A second successful test launch took place Monday afternoon, the Navy said. The blastoff took place with far less fanfare than Saturday night's launch, which provoked residents from San Francisco to Mexico to take to social media, posting photos of an eerie-looking, bluish-green plume smeared above the Pacific.
Speculation was wide-ranging, including rumors of an alien UFO visit.
The Navy later confirmed the missile launch as the source of the atmospheric display but would not say when additional launches might take place or disclose where the exercise was actually occurring.
"It's important that we test these missiles for our national security," said John M. Daniels, spokesman for the secretive Strategic Systems Programs office, which oversees the Navy's nuclear-tipped missile arsenal. "We don't announce future launches, but this is it for any time soon."
The Kentucky conducted the two launches as part of a process that certifies the readiness of a submarine's crew and strategic weapons before returning to operational availability.
It occurs after a submarine has its midlife nuclear refueling, which involves replacing the expended nuclear fuel in the submarine's reactor with new fuel. The Kentucky entered Puget Sound Naval Shipyard in Bremerton, Wash., in February 2012 for an overhaul that ended in April.
The Navy's fleet of 14 ballistic submarines can each carry 24 Trident missiles each tipped with 14 independently targetable thermonuclear warheads.
The Navy annually tests the Tridents on the West Coast, and on the East Coast near Florida.
The $31-million missile, built by
The test on Saturday featured the launch of a missile outfitted with a dummy warhead toward the Kwajalein Atoll, a missile test site that's part of the Marshall Islands in the western Pacific.
While the risk of nuclear confrontation between the United States and Russia declined after the 1991 fall of the Soviet Union, it has never gone away.
The U.S. military's nuclear weapons strategy rests on a triad of delivery systems — bombers, submarines and land-based missiles — developed early in the Cold War to deliver warheads anywhere in the world.

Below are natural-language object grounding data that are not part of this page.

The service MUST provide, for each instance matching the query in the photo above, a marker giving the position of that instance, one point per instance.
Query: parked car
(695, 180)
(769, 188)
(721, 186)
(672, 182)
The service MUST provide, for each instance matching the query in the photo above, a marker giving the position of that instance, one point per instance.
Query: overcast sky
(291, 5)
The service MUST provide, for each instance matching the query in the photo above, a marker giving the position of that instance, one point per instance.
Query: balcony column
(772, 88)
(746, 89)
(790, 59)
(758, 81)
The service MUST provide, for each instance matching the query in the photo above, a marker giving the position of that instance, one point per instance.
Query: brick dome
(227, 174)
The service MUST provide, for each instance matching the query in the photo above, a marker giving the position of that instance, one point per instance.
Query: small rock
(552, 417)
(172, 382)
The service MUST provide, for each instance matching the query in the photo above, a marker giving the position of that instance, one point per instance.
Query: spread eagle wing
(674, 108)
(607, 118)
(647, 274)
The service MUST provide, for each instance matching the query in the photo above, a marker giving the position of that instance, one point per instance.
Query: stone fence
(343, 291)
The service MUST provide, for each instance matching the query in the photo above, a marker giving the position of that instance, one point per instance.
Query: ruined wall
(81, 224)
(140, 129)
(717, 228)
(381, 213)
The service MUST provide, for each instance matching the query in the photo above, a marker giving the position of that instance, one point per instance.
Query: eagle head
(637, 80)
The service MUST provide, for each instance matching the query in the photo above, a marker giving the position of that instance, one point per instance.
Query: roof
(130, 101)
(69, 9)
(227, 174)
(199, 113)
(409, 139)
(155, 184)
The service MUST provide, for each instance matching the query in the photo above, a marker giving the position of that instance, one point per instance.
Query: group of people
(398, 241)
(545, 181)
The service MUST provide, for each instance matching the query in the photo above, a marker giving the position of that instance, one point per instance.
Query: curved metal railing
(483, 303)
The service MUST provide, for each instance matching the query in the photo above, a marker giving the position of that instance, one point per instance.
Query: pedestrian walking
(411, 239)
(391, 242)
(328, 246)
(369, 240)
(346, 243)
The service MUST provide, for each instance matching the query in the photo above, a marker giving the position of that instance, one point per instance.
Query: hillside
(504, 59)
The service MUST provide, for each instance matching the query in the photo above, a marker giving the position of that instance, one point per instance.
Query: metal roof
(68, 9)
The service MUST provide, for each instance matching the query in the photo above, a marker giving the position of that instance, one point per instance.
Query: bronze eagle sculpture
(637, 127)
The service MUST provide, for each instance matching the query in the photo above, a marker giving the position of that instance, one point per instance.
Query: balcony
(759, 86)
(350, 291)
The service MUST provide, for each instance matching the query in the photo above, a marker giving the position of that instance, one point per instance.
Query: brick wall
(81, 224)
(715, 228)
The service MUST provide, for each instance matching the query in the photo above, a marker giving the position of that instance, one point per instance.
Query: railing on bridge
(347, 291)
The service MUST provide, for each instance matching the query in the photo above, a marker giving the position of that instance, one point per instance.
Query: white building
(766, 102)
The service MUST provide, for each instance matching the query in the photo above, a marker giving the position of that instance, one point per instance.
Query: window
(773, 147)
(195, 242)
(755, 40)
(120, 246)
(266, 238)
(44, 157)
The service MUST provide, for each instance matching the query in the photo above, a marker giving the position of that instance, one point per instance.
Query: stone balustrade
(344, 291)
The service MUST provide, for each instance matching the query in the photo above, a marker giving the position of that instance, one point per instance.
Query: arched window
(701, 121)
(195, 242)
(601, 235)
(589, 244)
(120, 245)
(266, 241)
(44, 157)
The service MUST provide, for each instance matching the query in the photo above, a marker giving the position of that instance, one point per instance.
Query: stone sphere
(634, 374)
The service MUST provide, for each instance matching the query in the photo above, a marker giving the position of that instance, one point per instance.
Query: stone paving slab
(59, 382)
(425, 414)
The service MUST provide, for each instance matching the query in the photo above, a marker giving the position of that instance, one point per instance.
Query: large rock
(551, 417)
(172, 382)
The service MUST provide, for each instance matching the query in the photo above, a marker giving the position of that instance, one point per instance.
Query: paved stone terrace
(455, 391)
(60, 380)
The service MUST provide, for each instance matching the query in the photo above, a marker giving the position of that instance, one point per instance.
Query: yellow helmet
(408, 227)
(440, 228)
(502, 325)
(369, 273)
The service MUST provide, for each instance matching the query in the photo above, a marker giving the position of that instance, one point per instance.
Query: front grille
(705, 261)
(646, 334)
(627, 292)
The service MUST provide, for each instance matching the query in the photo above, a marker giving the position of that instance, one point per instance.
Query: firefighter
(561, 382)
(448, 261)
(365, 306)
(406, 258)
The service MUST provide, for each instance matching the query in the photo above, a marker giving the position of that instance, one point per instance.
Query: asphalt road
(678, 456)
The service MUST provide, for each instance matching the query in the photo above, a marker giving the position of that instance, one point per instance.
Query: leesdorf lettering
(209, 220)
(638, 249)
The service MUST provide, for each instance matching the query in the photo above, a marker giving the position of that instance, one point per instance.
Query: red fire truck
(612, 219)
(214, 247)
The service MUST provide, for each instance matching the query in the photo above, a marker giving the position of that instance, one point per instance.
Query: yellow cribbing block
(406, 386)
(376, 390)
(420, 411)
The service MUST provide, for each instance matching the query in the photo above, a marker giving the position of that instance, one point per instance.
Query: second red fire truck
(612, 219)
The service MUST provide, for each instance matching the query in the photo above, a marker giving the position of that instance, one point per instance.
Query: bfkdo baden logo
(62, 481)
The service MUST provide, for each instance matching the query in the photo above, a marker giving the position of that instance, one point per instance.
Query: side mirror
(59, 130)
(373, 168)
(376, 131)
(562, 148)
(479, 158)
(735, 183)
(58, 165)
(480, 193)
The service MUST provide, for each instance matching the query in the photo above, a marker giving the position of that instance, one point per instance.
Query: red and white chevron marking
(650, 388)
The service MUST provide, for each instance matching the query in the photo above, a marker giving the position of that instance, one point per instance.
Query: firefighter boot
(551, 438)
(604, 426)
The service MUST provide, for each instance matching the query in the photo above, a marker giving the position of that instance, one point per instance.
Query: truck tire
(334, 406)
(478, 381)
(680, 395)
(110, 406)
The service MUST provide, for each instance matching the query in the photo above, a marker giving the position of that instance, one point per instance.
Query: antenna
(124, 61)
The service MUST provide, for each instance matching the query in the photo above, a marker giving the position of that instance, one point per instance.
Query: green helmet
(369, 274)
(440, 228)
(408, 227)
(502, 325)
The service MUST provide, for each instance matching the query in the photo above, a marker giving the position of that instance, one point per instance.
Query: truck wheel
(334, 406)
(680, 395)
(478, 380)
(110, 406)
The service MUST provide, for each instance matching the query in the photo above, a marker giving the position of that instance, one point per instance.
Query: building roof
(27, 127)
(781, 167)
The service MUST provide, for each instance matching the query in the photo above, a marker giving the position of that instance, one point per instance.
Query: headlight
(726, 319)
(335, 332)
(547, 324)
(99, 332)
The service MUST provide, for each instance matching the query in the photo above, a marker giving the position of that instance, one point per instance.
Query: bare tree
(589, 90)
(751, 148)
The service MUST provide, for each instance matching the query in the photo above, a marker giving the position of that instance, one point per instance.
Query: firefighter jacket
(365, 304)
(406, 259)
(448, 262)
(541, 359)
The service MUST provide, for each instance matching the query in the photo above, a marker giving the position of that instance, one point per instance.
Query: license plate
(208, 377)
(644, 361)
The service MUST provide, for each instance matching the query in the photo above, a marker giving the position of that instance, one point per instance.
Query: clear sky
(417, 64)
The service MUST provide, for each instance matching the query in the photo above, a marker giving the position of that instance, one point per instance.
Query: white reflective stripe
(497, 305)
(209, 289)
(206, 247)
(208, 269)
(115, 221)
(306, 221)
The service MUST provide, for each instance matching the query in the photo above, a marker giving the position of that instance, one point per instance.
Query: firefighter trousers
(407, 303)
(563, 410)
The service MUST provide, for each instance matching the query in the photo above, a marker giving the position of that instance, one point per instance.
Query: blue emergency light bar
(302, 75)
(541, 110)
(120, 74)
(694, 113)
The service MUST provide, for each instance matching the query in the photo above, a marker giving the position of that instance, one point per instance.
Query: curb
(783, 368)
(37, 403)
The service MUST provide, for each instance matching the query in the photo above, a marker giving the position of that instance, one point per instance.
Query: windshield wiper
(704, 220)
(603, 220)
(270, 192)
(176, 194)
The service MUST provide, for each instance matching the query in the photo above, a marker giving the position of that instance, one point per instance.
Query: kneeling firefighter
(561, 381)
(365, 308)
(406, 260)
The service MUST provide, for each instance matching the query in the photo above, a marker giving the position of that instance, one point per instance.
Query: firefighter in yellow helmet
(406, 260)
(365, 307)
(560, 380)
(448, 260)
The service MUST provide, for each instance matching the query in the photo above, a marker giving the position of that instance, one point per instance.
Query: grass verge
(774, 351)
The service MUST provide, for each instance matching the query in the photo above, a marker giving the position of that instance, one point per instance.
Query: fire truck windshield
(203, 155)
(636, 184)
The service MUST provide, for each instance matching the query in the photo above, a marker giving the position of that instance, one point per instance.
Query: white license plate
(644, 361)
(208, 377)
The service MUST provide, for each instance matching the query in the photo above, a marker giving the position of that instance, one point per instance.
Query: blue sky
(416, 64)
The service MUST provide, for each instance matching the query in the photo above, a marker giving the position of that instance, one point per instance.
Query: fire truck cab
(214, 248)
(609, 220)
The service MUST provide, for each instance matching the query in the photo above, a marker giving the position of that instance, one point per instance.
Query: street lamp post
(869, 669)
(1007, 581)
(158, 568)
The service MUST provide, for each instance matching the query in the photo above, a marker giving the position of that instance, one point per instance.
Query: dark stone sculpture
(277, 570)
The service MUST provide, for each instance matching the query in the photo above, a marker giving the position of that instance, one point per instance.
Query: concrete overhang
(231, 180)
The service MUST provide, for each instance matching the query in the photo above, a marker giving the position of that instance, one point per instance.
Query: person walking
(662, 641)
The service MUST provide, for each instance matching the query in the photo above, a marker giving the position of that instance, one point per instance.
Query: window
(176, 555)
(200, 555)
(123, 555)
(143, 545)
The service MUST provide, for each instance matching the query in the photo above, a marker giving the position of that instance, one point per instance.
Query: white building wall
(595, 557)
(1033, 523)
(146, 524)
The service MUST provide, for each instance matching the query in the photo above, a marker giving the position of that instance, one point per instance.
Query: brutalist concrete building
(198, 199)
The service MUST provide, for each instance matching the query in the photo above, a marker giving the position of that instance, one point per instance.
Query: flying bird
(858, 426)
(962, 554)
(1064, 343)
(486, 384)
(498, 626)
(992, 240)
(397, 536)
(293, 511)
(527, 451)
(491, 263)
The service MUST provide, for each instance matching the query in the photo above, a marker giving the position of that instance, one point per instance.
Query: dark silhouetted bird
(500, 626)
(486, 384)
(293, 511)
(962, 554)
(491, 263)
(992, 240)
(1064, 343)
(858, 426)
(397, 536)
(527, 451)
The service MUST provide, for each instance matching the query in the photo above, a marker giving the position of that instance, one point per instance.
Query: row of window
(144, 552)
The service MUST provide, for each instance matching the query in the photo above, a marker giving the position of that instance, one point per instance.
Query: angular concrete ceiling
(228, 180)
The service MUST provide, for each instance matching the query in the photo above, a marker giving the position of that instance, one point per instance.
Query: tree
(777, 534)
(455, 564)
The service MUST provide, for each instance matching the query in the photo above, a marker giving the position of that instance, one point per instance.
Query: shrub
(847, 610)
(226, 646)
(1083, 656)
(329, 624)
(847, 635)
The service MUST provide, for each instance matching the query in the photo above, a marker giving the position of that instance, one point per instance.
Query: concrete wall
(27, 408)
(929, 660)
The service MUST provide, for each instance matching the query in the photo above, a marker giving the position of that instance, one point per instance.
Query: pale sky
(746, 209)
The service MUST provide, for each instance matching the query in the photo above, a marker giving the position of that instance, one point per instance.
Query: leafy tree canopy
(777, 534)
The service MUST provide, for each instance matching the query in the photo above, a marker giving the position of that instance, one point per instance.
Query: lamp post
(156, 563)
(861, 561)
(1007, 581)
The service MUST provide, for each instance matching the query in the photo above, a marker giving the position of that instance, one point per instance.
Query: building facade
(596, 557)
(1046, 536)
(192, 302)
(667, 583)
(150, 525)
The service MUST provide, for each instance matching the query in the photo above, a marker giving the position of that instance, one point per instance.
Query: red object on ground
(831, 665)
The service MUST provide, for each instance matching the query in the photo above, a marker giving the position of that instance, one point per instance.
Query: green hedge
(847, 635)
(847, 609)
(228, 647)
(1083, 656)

The Pentagon recently embarked on a $355-billion program for modernizing each aging leg of the U.S. nuclear triad over the next decade.
The submarine missile test came late Saturday after Defense Secretary Ashton Carter addressed a defense forum at the Ronald Reagan Presidential Library in Simi Valley about the U.S. "adapting our operational posture and contingency plans" to deter Russia's "aggression."
"We do not seek a cold, let alone a hot, war with Russia," he said to the forum. "We do not seek to make Russia an enemy. But make no mistake; the United States will defend our interests, our allies, the principled international order, and the positive future it affords us all."